The CCPA also permits Thai Courts to issue orders requiring business operators to make announcements about and recall unsafe products. These are essentially mandatory injunctions, and because it is generally difficult to procure injunctions of any kind in Thailand (including prohibitory ones enforcing intellectual property rights), it is unclear how the courts will exercise this specific grant of power in practice.

These problems have not gone unnoticed. A proposal to exempt drugs, medical devices and medical professionals from these laws has been put forward. You may be wondering why it includes the medical profession. While the Product Liability Act only applies to products (drugs and devices), the CCPA extends to “services”, including the services rendered by physicians, and it contains many provisions very similar to the Product Liability Act.

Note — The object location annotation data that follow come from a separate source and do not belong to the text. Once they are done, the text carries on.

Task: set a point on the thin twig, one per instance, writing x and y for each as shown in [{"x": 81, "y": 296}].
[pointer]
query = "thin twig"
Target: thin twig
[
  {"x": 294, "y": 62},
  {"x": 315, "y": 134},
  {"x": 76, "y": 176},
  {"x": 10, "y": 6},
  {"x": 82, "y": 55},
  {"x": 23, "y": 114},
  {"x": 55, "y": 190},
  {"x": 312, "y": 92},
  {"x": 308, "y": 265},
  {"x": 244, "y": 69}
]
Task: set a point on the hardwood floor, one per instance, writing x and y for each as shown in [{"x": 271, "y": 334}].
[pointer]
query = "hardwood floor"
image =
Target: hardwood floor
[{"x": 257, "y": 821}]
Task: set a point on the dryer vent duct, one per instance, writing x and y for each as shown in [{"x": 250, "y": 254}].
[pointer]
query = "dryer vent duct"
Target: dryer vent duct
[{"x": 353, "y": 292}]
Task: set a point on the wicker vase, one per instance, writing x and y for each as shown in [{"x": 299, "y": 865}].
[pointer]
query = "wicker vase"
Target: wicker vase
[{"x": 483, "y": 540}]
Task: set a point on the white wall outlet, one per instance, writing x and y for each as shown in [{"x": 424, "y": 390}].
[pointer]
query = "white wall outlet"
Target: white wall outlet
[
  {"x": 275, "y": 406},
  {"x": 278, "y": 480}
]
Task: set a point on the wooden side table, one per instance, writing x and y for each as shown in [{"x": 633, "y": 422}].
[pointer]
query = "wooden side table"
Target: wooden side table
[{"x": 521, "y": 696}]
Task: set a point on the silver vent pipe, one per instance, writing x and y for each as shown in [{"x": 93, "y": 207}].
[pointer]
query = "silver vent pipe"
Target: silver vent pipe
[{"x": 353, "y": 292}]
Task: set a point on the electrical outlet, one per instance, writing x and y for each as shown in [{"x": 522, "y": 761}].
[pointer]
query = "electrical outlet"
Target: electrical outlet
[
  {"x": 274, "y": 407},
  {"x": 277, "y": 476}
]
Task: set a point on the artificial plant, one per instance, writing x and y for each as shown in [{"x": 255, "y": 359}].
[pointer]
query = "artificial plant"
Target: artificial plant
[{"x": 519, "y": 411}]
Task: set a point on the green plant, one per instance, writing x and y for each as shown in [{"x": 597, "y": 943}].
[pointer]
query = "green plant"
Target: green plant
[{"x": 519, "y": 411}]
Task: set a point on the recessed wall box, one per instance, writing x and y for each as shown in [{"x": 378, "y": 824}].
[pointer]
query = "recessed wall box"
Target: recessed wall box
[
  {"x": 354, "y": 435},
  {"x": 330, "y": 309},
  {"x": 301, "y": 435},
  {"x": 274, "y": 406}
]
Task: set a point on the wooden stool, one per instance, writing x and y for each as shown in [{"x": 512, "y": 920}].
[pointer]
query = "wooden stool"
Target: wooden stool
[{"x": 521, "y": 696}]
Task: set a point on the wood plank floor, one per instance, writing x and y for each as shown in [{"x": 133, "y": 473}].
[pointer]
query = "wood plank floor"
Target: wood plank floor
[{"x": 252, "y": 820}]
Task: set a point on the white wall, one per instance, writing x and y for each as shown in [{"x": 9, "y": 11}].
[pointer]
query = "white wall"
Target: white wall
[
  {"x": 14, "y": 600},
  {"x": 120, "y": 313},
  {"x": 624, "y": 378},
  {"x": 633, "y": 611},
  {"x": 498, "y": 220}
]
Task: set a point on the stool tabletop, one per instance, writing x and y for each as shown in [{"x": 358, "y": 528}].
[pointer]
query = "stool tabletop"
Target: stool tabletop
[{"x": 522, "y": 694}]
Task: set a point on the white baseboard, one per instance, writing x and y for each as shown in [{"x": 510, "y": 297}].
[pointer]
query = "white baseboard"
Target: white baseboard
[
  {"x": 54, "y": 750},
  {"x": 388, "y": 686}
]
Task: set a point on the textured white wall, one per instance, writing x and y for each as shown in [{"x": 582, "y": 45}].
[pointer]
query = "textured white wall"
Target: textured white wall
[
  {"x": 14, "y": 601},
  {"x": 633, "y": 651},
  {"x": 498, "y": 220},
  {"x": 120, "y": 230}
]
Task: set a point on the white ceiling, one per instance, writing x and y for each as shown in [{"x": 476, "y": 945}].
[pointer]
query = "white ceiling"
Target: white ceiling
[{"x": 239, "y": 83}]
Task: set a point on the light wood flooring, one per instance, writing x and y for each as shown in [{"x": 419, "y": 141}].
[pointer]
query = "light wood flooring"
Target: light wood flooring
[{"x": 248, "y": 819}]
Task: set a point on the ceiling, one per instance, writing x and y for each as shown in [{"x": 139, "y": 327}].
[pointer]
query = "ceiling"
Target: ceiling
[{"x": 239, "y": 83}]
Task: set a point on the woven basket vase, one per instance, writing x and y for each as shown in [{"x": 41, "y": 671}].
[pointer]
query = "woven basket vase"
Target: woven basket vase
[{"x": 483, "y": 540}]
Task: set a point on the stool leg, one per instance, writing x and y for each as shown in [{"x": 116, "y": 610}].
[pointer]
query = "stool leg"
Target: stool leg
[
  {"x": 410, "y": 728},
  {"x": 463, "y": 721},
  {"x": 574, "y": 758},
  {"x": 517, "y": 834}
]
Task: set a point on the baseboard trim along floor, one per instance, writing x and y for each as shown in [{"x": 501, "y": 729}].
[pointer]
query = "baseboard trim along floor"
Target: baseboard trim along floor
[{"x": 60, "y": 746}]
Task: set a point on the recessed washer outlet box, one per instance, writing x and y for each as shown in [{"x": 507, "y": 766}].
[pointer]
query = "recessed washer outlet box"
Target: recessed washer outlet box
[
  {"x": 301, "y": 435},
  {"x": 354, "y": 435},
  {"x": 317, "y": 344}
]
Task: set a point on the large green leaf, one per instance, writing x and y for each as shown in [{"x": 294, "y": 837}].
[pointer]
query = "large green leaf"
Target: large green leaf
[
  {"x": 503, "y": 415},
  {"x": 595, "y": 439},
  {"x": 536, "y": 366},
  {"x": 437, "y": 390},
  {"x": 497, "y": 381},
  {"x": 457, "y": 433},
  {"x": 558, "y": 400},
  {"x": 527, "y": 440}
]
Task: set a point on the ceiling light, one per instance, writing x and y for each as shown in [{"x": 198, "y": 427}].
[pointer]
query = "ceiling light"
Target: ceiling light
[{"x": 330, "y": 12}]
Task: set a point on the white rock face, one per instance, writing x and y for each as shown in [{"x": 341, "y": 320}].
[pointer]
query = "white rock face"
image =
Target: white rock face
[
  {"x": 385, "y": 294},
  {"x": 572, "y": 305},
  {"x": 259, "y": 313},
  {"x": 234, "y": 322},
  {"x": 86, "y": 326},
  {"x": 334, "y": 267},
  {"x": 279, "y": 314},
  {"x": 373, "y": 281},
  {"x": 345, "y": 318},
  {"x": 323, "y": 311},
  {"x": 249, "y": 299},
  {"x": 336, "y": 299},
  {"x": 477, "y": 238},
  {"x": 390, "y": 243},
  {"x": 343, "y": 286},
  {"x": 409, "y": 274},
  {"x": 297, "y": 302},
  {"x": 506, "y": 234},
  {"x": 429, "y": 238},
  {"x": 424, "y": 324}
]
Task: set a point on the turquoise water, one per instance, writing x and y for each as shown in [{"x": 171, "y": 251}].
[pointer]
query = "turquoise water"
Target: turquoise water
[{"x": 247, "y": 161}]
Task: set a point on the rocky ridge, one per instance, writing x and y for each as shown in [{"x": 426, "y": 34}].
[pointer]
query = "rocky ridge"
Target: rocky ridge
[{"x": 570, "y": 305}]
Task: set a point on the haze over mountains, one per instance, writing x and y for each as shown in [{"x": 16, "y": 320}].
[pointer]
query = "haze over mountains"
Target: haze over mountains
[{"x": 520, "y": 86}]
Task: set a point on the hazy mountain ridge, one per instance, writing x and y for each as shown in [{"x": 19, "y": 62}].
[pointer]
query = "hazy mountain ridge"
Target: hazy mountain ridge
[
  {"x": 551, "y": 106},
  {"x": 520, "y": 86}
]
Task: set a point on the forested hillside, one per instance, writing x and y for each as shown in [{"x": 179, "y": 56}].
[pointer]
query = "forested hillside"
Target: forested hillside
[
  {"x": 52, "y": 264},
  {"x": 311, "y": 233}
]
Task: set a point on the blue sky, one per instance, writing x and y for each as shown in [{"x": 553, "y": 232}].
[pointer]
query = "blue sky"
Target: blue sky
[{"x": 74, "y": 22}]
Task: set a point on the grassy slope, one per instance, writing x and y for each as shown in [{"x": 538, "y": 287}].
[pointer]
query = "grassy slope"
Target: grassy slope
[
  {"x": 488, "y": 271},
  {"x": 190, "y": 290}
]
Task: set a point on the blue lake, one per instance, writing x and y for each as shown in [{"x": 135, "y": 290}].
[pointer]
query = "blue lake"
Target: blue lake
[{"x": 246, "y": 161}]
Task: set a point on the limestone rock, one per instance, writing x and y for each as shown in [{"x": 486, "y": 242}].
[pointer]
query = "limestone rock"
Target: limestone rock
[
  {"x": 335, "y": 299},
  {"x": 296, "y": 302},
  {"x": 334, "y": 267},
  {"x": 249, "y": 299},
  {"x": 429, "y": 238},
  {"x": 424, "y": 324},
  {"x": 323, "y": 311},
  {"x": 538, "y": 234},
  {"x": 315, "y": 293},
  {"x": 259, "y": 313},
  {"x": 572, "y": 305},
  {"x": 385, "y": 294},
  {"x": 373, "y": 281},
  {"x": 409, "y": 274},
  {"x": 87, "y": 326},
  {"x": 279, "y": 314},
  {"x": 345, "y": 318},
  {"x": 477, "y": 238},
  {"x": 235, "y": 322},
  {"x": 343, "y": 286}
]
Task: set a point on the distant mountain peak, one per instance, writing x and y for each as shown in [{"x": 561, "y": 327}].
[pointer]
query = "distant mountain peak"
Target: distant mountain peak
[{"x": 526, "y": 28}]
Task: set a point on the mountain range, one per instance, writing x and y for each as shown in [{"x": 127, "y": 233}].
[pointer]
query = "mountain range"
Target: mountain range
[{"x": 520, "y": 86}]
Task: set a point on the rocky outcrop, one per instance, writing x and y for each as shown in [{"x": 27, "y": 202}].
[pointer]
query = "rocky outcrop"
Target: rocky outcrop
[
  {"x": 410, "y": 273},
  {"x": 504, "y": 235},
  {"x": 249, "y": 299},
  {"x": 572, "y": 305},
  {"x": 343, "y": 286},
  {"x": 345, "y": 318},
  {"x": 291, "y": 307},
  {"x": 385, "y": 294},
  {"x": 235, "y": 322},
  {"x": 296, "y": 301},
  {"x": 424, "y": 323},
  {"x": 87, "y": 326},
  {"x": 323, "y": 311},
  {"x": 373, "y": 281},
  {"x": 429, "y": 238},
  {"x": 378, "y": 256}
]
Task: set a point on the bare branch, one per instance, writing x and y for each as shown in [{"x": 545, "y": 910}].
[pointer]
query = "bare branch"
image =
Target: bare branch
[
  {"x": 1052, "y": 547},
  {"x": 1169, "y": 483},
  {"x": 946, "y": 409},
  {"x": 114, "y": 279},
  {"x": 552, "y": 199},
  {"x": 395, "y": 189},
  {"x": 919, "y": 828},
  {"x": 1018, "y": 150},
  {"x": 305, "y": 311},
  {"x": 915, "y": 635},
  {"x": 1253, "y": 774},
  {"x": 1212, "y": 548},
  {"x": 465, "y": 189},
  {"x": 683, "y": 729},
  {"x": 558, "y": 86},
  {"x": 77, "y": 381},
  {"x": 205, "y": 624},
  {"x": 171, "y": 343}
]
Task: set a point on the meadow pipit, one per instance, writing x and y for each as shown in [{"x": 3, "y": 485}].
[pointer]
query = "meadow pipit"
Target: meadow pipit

Moreover, although the CCPA is not yet six months old, it has been employed very effectively in a number of cases and garnered popular support in a country not well known for US or EU safety standards. For example, an airline passenger used the CCPA to recover emotional distress damages when an airline failed to use a metal detector to screen airline passengers. The metal detector was apparently “on loan” to a local university. (Don’t ask – it doesn’t make sense to us either.) A lawyer plaintiff is now using the CCPA in a high profile case where a fire on New Year’s Eve at a popular Bangkok nightclub fire claimed 66 lives. The lawsuit essentially claims the pub was a fire trap and seeks recovery directly against 33 directors and owners of the pub. This latter aspect of this case is significant because of the alleged identity of some of those owners (say, a high official in an organization responsible for policing the pub) and because the CCPA contains a provision allowing claimants to pierce the corporate veil, something that is otherwise virtually impossible to do in Thailand. All of this, of course, has little to do with medical drugs or devices, but it does help explain the popularity of these new laws, and why proposals, at least at this time, to reduce their scope or exempt certain products might not receive a warm reception in the Land of Smiles.